Anassa stopped as she realised how slowly the Divines were coming. Mages were rising from the air to meet them, but it would still take at least a few minutes for them to reach her. Why should she approach them? She stopped and scanned the area of Arcadia. Back then, it had been a magical place, downright fantastical. Elven magic had forced the leylines to expel magic, trees were wild and glowing, the first beastmen came from Arcadia, where magic and sorcery had forced man and beast to cohabit one soul.

And now? She smiled to herself as she looked at the burning buildings with people scurrying around them. What a farce. Geomancers unable to smother fire, Hydromancers unable to drown it, Aeromancers unable to pull the oxygen away and kill it, Pyromancers unable to just snuff it out. This was what mighty Elassa had to deal with? These were her people? No wonder she was always in a bad mood in the few times she visited Anassa in the Divine Library.

Anassa looked around.

Edmonton took a step back as the remnants of his magic intertwined and buffered by sorcery stopped a ball of fire in his tracks. Eliza stopped too as her mouth fell open, her brown eyes widened and she looked up. The mages surrounding the containment quarter stopped too.

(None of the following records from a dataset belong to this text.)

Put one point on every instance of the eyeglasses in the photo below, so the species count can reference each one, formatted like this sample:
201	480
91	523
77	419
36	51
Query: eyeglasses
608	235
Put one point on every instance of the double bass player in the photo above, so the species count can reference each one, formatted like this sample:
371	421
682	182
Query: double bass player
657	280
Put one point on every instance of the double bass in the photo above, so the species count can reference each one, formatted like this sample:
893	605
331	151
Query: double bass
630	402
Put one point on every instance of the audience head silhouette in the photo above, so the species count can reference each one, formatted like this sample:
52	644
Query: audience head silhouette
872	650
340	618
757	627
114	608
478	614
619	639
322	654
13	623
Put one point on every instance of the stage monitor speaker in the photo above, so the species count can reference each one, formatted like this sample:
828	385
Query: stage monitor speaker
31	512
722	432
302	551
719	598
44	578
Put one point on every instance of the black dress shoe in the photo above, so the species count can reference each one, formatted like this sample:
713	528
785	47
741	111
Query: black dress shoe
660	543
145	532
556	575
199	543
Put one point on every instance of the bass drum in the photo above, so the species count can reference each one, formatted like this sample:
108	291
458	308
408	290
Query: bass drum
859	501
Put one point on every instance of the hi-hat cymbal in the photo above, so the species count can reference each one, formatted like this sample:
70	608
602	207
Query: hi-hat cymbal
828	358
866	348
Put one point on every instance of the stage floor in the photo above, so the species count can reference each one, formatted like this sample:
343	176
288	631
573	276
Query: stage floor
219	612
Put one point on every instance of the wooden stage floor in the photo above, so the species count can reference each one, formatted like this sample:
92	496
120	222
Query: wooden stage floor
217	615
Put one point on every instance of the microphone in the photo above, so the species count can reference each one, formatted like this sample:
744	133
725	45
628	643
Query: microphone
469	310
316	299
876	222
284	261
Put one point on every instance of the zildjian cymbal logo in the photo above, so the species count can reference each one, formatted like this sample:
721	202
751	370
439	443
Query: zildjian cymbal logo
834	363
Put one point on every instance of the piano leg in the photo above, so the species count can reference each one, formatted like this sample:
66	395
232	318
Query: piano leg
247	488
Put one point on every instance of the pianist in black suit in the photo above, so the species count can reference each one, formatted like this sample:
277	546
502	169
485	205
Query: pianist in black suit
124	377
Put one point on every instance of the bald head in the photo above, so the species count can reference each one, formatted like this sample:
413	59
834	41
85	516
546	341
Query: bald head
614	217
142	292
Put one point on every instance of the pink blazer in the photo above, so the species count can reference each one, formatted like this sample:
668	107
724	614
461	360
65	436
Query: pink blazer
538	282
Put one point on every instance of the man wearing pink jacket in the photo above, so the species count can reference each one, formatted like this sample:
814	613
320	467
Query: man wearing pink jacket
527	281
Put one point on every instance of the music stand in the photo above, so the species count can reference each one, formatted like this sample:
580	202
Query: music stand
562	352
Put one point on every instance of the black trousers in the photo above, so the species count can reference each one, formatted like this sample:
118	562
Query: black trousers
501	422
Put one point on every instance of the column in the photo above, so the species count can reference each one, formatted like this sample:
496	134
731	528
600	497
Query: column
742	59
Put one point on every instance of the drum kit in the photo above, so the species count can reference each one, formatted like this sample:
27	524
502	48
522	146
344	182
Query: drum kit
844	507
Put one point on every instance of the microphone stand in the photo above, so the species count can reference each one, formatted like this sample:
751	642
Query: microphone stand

Vines roaring along the ground retreated back into the earth. Lyca’s fire simmered and disappeared in a final series of sparks as the man took a step in front of Eliza. The howling orchestra of winds Fleur had been casting disappeared as her magic started to wane and cool down. The mages they were fighting all pulled back, expressions of terrified awe as they looked up.

Four young sorcerers and fifty mages put down their hands as they looked up into the starry sky of Arcadia. A woman was near the centre, a woman in a red dress held up behind her as if invisible maids were helping her carry it, with marvellous black hair that flew in the wind.

A terrible crimson eye appeared in the air next to her. Cut out of thin lines red, as if someone had incarnated a picturesque drawing into the real world. Then another. A third. Ten. A hundred. They sprawled out around her, the woman took no notice to the powers around her, she merely to look at the four.

Edmonton blinked as she disappeared, felt her sorceries above and behind and turned. In one instant, she had covered shut a distance. And then, Anassa spoke.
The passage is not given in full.